I have recently started reading about SVD. If factorization of a matrix $A$ is required, we calculate the eigenvectors of $AA^T$ and $A^TA$ and they become the column vectors of $U$ and $V$ matrices correspondingly. The $\Sigma$ matrix is filled with square roots of the eigenvalues. Now we find that the eigenvalues of $AA^T$ and $A^TA$ are the same. We also find that the obtained eigenvectors are orthogonal to each other.
Question 1:
Why are the eigenvalues of $AA^T$ and $A^TA$ the same?
Question 2:
Are eigenvectors for a matrix always orthogonal? If yes, why? If not, why are they orthogonal here?
PS - I'm new to Lin-Al, so it would be really helpful if the explanations are intuitive.
(1) Let $A$, $B$ any two matrices, and $\lambda \ne 0$ an eigenvalue of $AB$, with eigenvector $x$, say. Then $ABx = \lambda x$, and $Bx \ne 0$ (as $\lambda \ne 0$). We have $BA(Bx) = B(ABx) = \lambda Bx$, so $Bx$ is an eigenvector for $BA$ with eigenvalue $\lambda$, that is, if we denote by $\sigma(AB)$ the set of eigenvalues of $AB$: $$ \sigma(AB) -\{0\} \subseteq \sigma(BA) $$ and by symmetry of our argument $$ \sigma(AB) - \{0\} = \sigma(BA) - \{0\} $$ Note that for $0$ this need not hold: For $A = B^t = (0 \, 1)$, we have $AB = 1$, so $AB$ does not have $0$ as an eigenvalue, but $BA = \binom{0\,0}{0\, 1}$ has. So in your case, the non-zero eigenvalues of $AA^t$ and $A^t A$ are the same.
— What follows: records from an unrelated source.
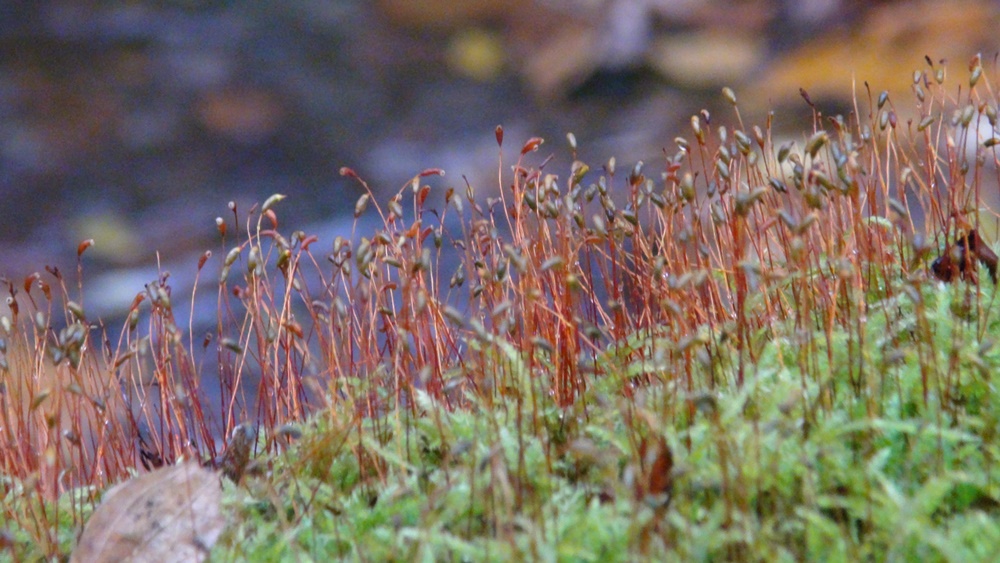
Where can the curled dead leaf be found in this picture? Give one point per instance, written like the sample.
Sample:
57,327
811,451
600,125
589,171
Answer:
171,514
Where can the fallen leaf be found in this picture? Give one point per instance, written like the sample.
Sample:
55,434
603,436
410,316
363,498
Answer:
654,483
171,514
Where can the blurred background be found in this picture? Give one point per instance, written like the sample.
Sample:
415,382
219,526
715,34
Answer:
135,122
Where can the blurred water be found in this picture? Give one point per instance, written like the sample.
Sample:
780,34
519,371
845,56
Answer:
135,123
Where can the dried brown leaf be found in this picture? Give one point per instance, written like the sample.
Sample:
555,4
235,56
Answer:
171,514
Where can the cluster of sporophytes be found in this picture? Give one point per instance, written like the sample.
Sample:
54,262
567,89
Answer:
767,349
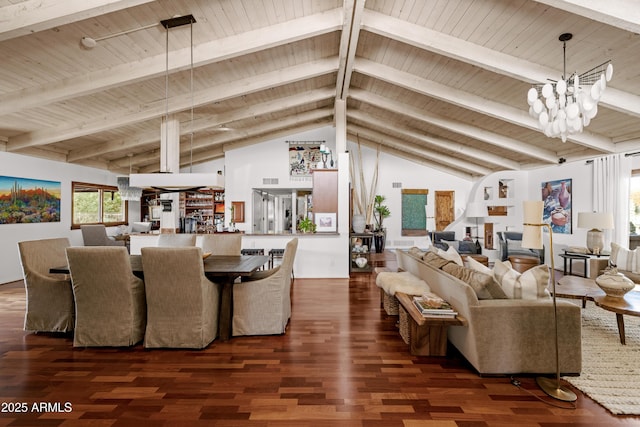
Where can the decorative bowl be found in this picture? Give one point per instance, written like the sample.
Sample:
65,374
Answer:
361,262
614,284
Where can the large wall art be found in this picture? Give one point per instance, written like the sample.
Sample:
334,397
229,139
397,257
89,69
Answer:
556,196
24,200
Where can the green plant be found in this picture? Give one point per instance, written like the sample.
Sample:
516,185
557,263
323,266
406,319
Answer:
307,226
380,211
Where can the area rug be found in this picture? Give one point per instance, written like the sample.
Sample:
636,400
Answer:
610,371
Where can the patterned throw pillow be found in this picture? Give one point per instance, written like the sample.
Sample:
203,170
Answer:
532,284
451,254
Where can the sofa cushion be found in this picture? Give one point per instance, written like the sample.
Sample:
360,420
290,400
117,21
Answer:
451,254
481,283
403,281
532,284
624,258
417,252
494,289
434,260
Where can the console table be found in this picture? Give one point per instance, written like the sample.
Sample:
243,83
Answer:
427,335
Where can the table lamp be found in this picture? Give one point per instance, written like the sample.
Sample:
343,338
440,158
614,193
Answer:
596,222
532,238
476,210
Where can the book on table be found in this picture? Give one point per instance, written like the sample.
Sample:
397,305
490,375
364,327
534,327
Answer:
433,305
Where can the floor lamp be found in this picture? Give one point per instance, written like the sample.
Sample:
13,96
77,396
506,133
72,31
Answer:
532,238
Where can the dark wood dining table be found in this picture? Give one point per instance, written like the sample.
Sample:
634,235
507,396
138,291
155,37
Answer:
222,269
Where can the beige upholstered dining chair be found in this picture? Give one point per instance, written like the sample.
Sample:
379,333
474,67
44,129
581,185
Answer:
168,240
182,304
222,243
49,305
96,235
110,300
263,307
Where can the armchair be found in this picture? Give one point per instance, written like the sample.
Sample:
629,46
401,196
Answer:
263,307
49,297
110,300
511,244
182,304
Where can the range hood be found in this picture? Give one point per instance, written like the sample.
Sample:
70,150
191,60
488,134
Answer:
169,181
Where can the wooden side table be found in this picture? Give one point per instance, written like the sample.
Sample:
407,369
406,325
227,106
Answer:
427,335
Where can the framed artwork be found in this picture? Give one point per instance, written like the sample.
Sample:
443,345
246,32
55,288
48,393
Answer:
326,222
556,196
27,201
414,213
303,156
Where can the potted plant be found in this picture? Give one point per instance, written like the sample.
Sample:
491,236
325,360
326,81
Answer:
380,212
306,226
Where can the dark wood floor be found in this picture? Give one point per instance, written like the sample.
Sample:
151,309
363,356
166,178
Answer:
340,363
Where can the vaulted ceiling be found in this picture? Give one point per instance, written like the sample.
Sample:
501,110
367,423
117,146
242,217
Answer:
440,82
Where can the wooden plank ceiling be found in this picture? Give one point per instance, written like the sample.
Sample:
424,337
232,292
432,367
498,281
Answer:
440,82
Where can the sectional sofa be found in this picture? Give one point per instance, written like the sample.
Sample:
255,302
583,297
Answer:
502,336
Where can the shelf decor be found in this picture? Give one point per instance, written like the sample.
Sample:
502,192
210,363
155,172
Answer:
303,157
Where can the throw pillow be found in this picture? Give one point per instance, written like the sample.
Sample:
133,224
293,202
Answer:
451,254
479,282
417,252
624,258
494,287
435,260
532,284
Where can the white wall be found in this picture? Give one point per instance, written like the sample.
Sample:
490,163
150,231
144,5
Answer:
16,165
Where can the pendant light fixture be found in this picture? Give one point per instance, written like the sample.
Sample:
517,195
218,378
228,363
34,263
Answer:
174,181
567,106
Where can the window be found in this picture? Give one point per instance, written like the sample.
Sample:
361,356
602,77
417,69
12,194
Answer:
97,204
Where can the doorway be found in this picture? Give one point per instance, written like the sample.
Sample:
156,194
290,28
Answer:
444,209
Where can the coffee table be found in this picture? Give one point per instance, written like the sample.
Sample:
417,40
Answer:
629,305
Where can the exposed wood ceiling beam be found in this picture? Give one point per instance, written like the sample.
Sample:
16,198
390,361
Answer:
488,59
623,14
204,54
348,45
202,124
475,103
452,126
377,143
178,103
32,16
376,128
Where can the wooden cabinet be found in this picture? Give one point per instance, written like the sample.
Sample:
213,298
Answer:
325,196
206,207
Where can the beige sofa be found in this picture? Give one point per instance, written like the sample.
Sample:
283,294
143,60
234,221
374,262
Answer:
504,336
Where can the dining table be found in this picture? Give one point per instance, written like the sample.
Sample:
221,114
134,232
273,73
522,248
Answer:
221,269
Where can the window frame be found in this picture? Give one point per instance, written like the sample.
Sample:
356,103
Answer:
102,189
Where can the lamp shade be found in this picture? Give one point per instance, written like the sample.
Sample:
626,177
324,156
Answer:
476,210
595,220
532,232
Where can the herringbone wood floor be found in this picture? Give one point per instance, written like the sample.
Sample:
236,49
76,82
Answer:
340,363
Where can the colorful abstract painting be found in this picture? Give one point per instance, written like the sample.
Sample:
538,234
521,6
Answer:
556,196
24,200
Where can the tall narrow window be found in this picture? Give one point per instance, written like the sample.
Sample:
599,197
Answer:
97,204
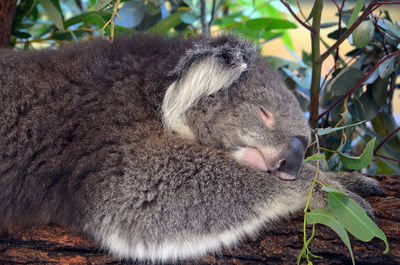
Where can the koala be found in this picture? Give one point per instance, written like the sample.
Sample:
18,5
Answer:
159,149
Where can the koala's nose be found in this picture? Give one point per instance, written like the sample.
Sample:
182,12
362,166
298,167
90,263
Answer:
291,162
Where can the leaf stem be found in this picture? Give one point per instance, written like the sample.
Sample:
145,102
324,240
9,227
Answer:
295,16
316,63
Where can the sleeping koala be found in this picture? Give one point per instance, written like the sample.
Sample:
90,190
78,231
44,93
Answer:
161,150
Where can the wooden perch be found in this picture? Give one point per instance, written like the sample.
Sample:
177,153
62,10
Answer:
279,245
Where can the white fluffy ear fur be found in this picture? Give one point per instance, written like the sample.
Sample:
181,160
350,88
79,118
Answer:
201,80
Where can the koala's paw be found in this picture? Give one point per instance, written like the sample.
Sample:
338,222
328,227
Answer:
357,183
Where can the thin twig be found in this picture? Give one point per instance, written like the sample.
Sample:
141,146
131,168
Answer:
359,82
204,24
392,86
386,139
388,158
296,17
300,10
340,11
368,10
(2) No, eigenvectors of general matrices needn't be orthogonal, but eigenvectors to different eigenvalues of real, symmetric matrices must. So let $B = B^t$ be a real, symmetric matrix, $Bx = \lambda x$, $By = \mu y$, with $\lambda, \mu \in \mathbb R$ eigenvalues and $x,y \ne 0$ eigenvectors of $B$. Then we have \begin{align*} \def\sp#1{\left<#1\right>}\lambda\sp{x,y} &= \sp{\lambda x,y} \\ &= \sp{Bx,y}\\ &= \sp{x,B^ty}\\ &= \sp{x,By}\\ &= \mu\sp{x,y}\\ \iff (\lambda-\mu)\sp{x,y} &= 0 \end{align*} As $\lambda \ne \mu$, we have $\sp{x,y} = 0$.